Eski vakıf Başkanı Alev Coşkun ve Mustafa Balbay'ın seçimlere ilişkin itirazları ortaya çıktı. Vakıflar Genel Müdürü seçimlerin usulüne uygun olmadığını açıkladı.
( http://odatv.com/cumhuriyet-yonetimi-degisiyor-mu-0110161200.html )
Bunun ardından gazete yönetimi, imzasız bir başyazıyla, Coşkun ve Balbay'ı “ siyasi iktidarla aynı amaçta ve yolda birleşmek ve kumpas kurmakla “ suçladı. ( http://www.medyatava.com/haber/cumhuriyet-
gazetesinden-cumhuriyet-vakfiyla-ilgili-iddialara-yanit_140829 )
Balbay bu suçlamayı, “ Cumhuriyeti sata sata bitiriyorlar “ diyerek iki yanıtla yalanladı.

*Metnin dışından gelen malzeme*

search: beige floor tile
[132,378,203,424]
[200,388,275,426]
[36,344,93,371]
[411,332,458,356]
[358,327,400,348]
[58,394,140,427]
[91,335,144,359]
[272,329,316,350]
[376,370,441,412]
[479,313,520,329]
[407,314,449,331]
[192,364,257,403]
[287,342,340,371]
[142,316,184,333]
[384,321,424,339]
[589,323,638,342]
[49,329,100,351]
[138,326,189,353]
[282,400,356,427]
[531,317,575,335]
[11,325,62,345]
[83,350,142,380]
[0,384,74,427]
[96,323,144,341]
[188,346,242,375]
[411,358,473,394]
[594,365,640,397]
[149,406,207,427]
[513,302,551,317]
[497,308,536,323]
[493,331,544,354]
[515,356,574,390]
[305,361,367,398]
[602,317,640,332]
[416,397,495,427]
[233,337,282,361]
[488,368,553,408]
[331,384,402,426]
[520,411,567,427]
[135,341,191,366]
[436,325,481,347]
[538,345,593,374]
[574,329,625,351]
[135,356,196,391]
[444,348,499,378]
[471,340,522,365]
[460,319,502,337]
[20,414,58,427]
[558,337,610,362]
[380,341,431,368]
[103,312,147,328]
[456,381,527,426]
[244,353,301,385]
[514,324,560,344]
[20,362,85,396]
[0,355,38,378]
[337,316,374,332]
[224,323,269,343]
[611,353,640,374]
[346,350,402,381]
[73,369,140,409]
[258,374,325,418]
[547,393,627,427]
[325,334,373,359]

( http://mustafabalbay.com/mustafa-ali-balbay/1_205/mustafa-balbaydan-kamuoyuna-aciklama )
Alev Coşkun da şu yanıtı verdi. ( http://www.medyatava.com/haber/alev-coskundan-cumhuriyet-
gazetesine-jet-yanit-onlar-dogmamisken_140830 )
CUMHURİYET'TE NELER OLDU ?
Gelelim asıl soruya, Cumhuriyette ne oldu, neler oluyor ?
Gazetenin tarihinin yaklaşık üçte birine tanıklık edip, 31 yıl emek vererek, yönetim kurullarında
görev almadan, 23 yıl İzmir temsilcisi olarak çalıştığım ve 2016 yıl başında bir kumpasla
atıldığım ya da ayrılıldığım gazetemle ilgili söyleyeceklerim hep oldu, bundan sonra da olacaktır kuşkusuz.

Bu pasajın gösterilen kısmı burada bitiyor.